How Facebook Is Getting Better at Recognizing Your Photos

Facebook has long been able to recognize the people in your photos and sort images by where they were taken. But it hasn't been as precise at understanding what's actually happening in a photo. That's now beginning to change, thanks to new developments in the Menlo Park, Calif.'s artificial intelligence software.
Facebook says the new tech will improve its user experience in two ways. First, it'll make it possible to search Facebook for photos based on what's in them, rather than just by date taken, tags, or location. If you're trying to find a photo of a paella dish you cooked last year, for example, you'll be able to simply type "paella" in the Facebook search bar. This, Facebook hopes, will help its users quickly find images without having to remember when they were taken or how they were tagged.
Second, the upgrade will improve Facebook's automatic alt text feature, which describes photos aloud to the visually impaired. Before the update, Facebook could describe a photo's subjects on a rudimentary level – when describing a concert photo, for instance, Facebook might say the shot contains a person, a stage, and a guitar. After the update, Facebook will be able to tell users the specific action that's occurring in a scene, like "this is a picture of a person playing guitar on stage." That might seem like a minor upgrade, but it's a big step forward for image-identification software.
Facebook previously said it's working on improved photo recognition technology, but the new search capability has only just begun to launch publicly. Services from other technology firms, like Google and Apple, also allow users to search their photos by content.
The special sauce powering Facebook's new technology is its computer vision engine, called Lumos. Lumos analyzes the troves of images shared to the social platform each day, giving it plenty of data to crunch and learn from. Lumos relies on a form of computer science known as "neural networks," which aim to mimic the behavior of the human brain. Among many other tasks, neural networks can be trained to recognize specific pieces of information – a network designed to recognize images, for example, would learn how to identify a cat after being shown thousands of photos of different cats.

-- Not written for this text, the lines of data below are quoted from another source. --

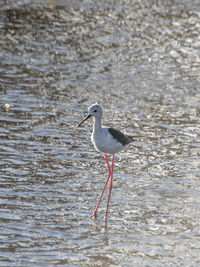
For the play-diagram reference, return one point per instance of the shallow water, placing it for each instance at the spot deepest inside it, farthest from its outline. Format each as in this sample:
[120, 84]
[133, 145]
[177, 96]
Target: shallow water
[140, 60]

Joaquin Candela, director of Facebook's Applied Machine Learning team, says that being able to recognize specific actions, like running or jumping, requires a deeper neural network. But these networks are harder to train. The deeper the network, the harder it becomes for error signals -- vital for the software to learn correct from incorrect -- to permeate every layer of said network.
To solve this problem, Facebook is using a "residual network," which makes it possible to send error signals deeper into a network, says Candela. "By doing that, you open up the possibility to train networks of a depth that have never been trained before," he adds.
Neural networks may be able to process billions of images at lightning-fast speeds, but they're a long way from understanding single images as well as humans can. That's largely because their knowledge is limited to the data on which they were trained. A neural network may have been shown hundreds of kinds of chairs, for instance, but it might get stuck when trying to identify a type of chair it's never seen. A person, on the other hand, would be able to use context clues (i.e. "oh, there's a person sitting on it") to quickly ID a previously unknown chair.
There's no doubt that artificial intelligence's abilities are progressing faster than many observers expected. Still, it's unclear when, if ever, computers will be as good as humans at recognizing images. Candela, however, remains optimistic that new innovations in AI will enable further image-recognition developments. "I think it's going to be even more exciting as we keep making progress on what we call semantic segmentation, or a semantic understanding of images," he says. "It's not only detecting the objects and what's going on, but also understanding the relations between things and bringing common sense into it."